Don't forget the "go-pro" because the mainstream media isn't leaving that out at all.

Guy with beard, gun, "tactical assault clothes", and go pro...could be describing every god damned shooting range in America these days...propaganda at its finest.



duncan1371 said:


> So I was just looking at drudge. And the top article was "jihad comes to cali." I read and I quote " assault style clothing" now can some one please tell me what and the h e double hockey sticks that means. Seriously..... end rant! Sorry just a little ridiculous and I had a bad day, had to get that off of my chest.


----------



## jdjones3109 (Oct 28, 2015)

It's like the obscenity test, "I can't define it, but I know it when I see it."


----------



## duncan1371 (Apr 27, 2015)

There are kids that walk around the mall with a go pro now a days. It's just insane. I also just read that the GOP is planning to try and repel obummercare. Dems said that they will try to force votes on guns. They all need to be fired.


----------



## Chipper (Dec 22, 2012)

Tactical vest with mag pouches and boots. How many of us own these??


----------



## sideKahr (Oct 15, 2014)

The definition of "Assault style clothing" is what all the officer friendlies are wearing these days. Not that I blame them. Sheesh!


----------



## duncan1371 (Apr 27, 2015)

Ha. I guess if you wear cargo pants you are guilty of the tactical pants.


----------



## SGG (Nov 25, 2015)

duncan1371 said:


> Ha. I guess if you wear cargo pants you are guilty of the tactical pants.

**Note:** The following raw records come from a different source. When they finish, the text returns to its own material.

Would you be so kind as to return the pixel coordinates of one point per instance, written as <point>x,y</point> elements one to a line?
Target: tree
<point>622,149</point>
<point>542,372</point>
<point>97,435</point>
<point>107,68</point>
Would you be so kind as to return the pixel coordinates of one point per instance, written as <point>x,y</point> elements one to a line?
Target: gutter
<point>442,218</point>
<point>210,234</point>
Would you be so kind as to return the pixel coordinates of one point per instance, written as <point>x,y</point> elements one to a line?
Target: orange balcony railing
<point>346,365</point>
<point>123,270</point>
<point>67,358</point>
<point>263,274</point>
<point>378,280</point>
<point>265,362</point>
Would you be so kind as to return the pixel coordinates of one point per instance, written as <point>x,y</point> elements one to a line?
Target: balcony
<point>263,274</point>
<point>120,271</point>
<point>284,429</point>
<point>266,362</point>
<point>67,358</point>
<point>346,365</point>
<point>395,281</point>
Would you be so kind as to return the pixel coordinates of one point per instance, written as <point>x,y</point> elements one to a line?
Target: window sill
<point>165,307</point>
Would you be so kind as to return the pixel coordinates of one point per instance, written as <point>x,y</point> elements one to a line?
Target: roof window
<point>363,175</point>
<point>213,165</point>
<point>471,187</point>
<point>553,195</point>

Well in that case I am "tactical" everyday, with tactical clothing in my BOB


----------



## duncan1371 (Apr 27, 2015)

Yea I wear cargos everywhere. But they are that scary black color. Do that make them "tacticool"


----------



## Urinal Cake (Oct 19, 2013)

The word "Tactical" is way over played!
I'm waiting for the tactical thong.....


----------



## pakrat (Nov 18, 2012)

“Tactical” has become a marketing buzz-word. Tactical flashlights, tactical sunglasses, tactical pocket knives, etc. I belong to one of the more common sportsman’s buying clubs and “Tactical” is probably the most frequently printed word in their catalogues. Survival and prepper supply outlets are the same. In a way, we’re profiling ourselves and giving the media, politicians and LE terms to blur the lines between people of good intent (that would be us) and sociopathic monsters.


----------



## A Watchman (Sep 14, 2015)

My casual attire after work and weekends is typically cargo pants from the local Army Navy store in various military camo. Anything military style is marketed as tactical, even these cargos.


----------



## SGG (Nov 25, 2015)

I'm a maintenance man and cargo shorts/pants has just always made sense. They will be handy when SHTF

Tactical and active (shooter) piss me right off when I hear or see it lol


----------



## jim-henscheli (May 4, 2015)

Urinal Cake said:


> The word "Tactical" is way over played!
> I'm waiting for the tactical thong.....


 I can see it now, holster for lube on one side, and a condom bandoleer. Maybe an old fashioned cop hat too....


----------



## Prepared One (Nov 5, 2014)

On the weekends that's all I wear is cargo pants. Either various camo patterns, black, grey or tan. I wear dress clothes all week, I am going to be comfortable and relaxed on the weekends unless I am taking the wife out to McDonald's or something. ( Big night out! Kardashians marathon and McDonald's! )


----------



## TacticalCanuck (Aug 5, 2014)

Urinal Cake said:


> The word "Tactical" is way over played!
> I'm waiting for the tactical thong.....


Uh you dont have any already? Ive got em in woodland and digicamo - to give me variety when im feeling in the mood.

To be tacticool. Geesh.......


----------



## duncan1371 (Apr 27, 2015)

Yea nothing like mollie loops up your hind quarters.


----------